I started building a layout based on this prototype many years ago, in a 12′ x 8′ outbuilding when I still lived in Slough. It got as far as the main-line part, with trains running and some rudimentary scenery. It never ran that well due to the poor quality of my baseboard construction, and an enforced move for work reasons eventually put it out of its misery. But it’s an idea that never died, and of course I have all the necessary rolling stock.
It was a fascinating prototype back in the late 1980s, when I started building the original layout, and visited the area several times. Par was (and still is) a classic junction station fully signalled by WR lower-quadrant signals. The marshalling yard and locomotive depot at St.Blazey sat half a mile along the branch to Newquay, and was the operational hub for freight operations in Cornwall. Most of the traffic at the time was wagonload, and the yard was the place where trip workings from various locations were assembled into long-distance trains for destinations outside Cornwall.
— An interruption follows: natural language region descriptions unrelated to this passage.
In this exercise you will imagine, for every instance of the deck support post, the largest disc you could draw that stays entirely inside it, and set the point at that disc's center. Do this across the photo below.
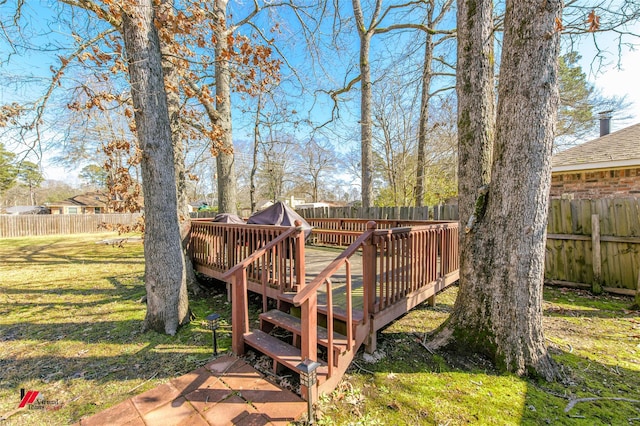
(309, 338)
(240, 311)
(369, 286)
(432, 300)
(299, 259)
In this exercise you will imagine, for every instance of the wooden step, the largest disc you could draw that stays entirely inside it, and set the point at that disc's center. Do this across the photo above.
(281, 352)
(338, 312)
(294, 325)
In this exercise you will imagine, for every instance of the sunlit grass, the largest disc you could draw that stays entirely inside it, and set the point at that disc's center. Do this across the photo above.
(595, 340)
(70, 327)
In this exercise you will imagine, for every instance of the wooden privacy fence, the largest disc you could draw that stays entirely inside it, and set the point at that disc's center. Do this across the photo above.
(594, 243)
(44, 224)
(441, 212)
(570, 256)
China clay was the predominant traffic, but the yard also saw cement to Chasewater, calcified seaward from Drinnink Mill, beer from Truro and fuel oil to Penzance. Freight traffic to and from west Cornwall had to reverse in Par station, usually running round in the station. It was a busy place; St Blazey yard saw up to seven arrivals and seven departures a day, including three to west Cornwall, and the main line saw a procession of passenger traffic, as well as a fair bit of parcels and mail. Most of the long-distance passenger workings were HST sets, but the local trains were four or five Mk1 coaches behind a class 47 or 50.
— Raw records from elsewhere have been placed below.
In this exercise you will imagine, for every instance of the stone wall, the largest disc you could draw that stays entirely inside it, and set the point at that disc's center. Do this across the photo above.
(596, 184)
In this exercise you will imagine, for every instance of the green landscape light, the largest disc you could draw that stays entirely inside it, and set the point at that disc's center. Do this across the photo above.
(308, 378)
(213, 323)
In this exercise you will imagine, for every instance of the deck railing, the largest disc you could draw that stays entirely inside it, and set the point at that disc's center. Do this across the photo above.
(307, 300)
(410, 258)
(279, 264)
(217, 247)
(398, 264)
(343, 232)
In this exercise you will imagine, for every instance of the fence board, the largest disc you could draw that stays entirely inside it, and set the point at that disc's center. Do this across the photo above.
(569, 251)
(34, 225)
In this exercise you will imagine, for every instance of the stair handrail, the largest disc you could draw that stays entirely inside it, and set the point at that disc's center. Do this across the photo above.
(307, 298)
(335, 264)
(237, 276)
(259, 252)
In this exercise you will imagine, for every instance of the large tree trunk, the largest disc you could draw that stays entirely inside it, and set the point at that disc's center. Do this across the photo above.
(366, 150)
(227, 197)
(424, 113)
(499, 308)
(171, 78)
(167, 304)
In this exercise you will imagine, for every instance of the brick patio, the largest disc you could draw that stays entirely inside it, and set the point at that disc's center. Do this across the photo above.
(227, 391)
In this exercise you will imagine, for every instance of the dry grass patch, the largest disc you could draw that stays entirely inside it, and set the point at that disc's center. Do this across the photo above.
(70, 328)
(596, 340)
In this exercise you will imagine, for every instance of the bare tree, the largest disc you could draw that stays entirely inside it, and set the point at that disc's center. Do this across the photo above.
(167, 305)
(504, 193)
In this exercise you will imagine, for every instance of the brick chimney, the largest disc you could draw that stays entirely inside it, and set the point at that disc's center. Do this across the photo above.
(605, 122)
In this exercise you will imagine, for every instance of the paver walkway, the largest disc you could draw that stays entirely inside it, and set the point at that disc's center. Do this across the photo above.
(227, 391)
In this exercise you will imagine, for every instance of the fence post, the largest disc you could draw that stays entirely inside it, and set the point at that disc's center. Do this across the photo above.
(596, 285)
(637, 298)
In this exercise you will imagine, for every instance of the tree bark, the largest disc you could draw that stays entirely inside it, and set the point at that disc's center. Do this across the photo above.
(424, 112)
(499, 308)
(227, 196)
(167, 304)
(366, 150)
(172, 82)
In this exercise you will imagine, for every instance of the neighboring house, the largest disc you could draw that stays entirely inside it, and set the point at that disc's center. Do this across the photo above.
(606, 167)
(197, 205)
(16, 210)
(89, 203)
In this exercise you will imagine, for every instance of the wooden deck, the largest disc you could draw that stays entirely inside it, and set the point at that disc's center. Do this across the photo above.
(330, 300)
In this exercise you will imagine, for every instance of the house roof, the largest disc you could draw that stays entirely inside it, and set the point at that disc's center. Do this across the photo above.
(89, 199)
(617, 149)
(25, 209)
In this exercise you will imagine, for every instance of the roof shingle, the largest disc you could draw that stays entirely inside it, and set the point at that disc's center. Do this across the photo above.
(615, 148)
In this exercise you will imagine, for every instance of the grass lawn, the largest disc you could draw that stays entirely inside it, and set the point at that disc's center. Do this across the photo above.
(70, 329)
St Blazay yard in 2004, by which time it was far less busy
My original layout was in a U-shape, with Par station along one wall, and St Blazey (had the layout got that far) along the other, with the staging yard for the main line behind St.Blazey. The main line was arranged as a dumbbell, so up trains could reappear as down trains, meaning you could operate a representative 24 hour timetable.
I couldn’t work out a good way of fitting that plan into my current space, which is slightly larger but a different shape, but this alternative plan seems to cover most of my “givens and druthers”. It’s still a U-shape, but with the main line a more traditional oval with the main fiddle yard behind Par, and a sexond smaller fiddle yard representing the Newquay branch tucked behind St Blazey. The plan uses Kato Unitrack, which for me is ideal for a layout focussed on operation rather than display. This will not be a finescale layout.
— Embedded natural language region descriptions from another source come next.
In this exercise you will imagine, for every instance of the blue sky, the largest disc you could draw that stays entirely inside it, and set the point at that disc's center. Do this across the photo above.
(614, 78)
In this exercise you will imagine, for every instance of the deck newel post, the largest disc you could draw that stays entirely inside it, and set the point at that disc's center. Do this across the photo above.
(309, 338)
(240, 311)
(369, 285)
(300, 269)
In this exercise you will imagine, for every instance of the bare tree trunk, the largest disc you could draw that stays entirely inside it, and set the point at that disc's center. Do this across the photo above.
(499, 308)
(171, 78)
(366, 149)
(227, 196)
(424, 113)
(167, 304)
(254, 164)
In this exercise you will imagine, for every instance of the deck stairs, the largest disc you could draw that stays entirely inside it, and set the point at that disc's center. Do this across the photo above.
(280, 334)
By 2004 all the local services were railcars
A few caveats. First, this is a first attempt to see if the concept can be made to fit the space; some of the track lengths in St Blazey yard have been bodged to fit, and will need some fiddling about with funny length straights for any final design. Second, the turntable is a Fleischman manual one, since I’ve actually got one available. The plan might work better with the newly-released Kato electric turntable. And finally, I haven’t designed the main line fiddle yard yet, which might be one of the more challenging aspects of the plan; exhibition-style up and down loops won’t work for the sort of operation I’m planning.